『ベター・コール・ソウル』これまでと様子が違うS6 マイクの贖罪が最後の見どころに?
アルバカーキを脱出後、シナボンの店長ジーンとして世を偽るソウル・グッドマンからシーズンをスタートするのが恒例だが、『ベター・コール・ソウル』最終シーズンはちょっと様子が違う。
※本稿は第1、2話ネタバレを含みます。
豪華で悪趣味な邸宅が差し押さえを受けている。プールに浮かぶのは……等身大のソウル・グッドマンパネルだ。そして作業員がボトルキャップのような物を道に落とす。覚えている人はいるだろうか? これはシーズン2第1話に登場した一杯50ドルの高級(架空)テキーラ“サフィロ・アネホ”のボトルキャップだ。ジミー(ボブ・オデンカーク)とキム(レイ・シーホーン)がたまたまレストランに居合わせた株屋を嘘八百で騙し、無銭飲食をした際に「(ボトルを飲み切った)記念にどうぞ」と店から渡された代物である。そしてこれはキムがジミーの口車に乗って、初めて悪事を働いた“記念品”でもある。謎掛けのようなオープニングシークエンスはヴィンス・ギリガン組の得意技。『ベター・コール・ソウル』におけるそれはさらに磨きがかかっている。
そう、いよいよファイナルシーズンを迎えても『ベター・コール・ソウル』は“静かに、しかしより熱く”という語りのプリンシプルを崩したりはしない。ガスによる暗殺指令を生き延びたラロ・サラマンカ(トニー・ダルトン)が、よろよろと荒野の一軒家に現れる場面は不気味な怖さだ。彼の来訪に女性が快くコーヒーを振る舞う様子から、ラロ邸にいた人々と同様、ラロが面倒を見てきた人物とわかる。そこへボサボサの無精髭をたくわえた夫が帰宅し、ラロは言う「オレみたいな髭にしたらいいんじゃないか?」。そして「旦那の歯は治ったか?」。どうやらラロは自分の邸宅近くに影武者要員としてこの夫婦を住まわせているのだ(当人たちは知る由もない)。
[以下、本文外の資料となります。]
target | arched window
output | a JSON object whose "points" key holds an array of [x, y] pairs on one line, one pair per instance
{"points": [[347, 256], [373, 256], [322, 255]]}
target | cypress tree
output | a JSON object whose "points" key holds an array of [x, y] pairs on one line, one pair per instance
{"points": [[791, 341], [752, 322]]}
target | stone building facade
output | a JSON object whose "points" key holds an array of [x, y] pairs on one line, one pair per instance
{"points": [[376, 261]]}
武闘派ばかりのサラマンカ・ファミリーにおいて、頭脳派ラロが冷酷な殺しまで計算に入れていることがよくわかる、背筋が寒くなるようなシーンである。
そんなラロの背後には敬虔な夫婦による十字架が飾られている。ラロはもはや『ノー・カントリー』でハビエル・バルデムが演じた殺し屋シガーのような、死を司る超自然的な存在になりつつあるのではないか。不法移民に紛れてメキシコ脱出を試みれば、高額な仲介料を取ったブローカーを血祭りに上げ、憐れな移民たちに金を返す。ラロ・サラマンカはアルバカーキ・サーガ最高の悪役として、ガス・フリング(ジャンカルロ・エスポジート)を超えるかも知れない。
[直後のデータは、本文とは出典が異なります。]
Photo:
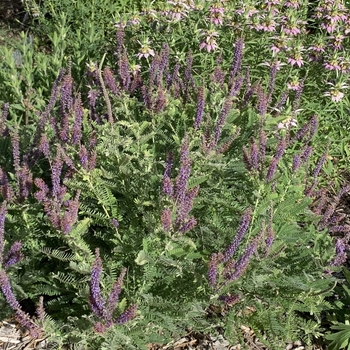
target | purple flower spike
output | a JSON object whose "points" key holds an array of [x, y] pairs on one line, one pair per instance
{"points": [[272, 169], [212, 270], [56, 170], [114, 295], [166, 219], [247, 216], [237, 58], [3, 212], [319, 165], [78, 122], [40, 311], [44, 146], [200, 108]]}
一方、ラロ暗殺を手引したナチョ(マイケル・マンド)は裸一貫でメキシコからの脱出を試みていた。辺りは農民から警官に至るまで全てサラマンカ・ファミリーの手の内だ。指示されたモーテルで迎えの車を待つも、向かいの廃屋がどうにも怪しい。ガスはラロ殺害の目が自分に向くことを避けるため、カルテルがナチョを追うように餌を撒いていた。ナチョの逃亡劇はシーズン6エピソード1〜2最高のテンションであり、アルバカーキ・サーガが現代西部劇であることを思い出させてくれる。
そしてマイクはナチョを救い出すことができるのか? マイクはナチョにかつて警察内部の汚職によって命を落とした息子の姿を見出しており、彼の贖罪が『ベター・コール・ソウル』最後の見どころの1つになるかもしれない。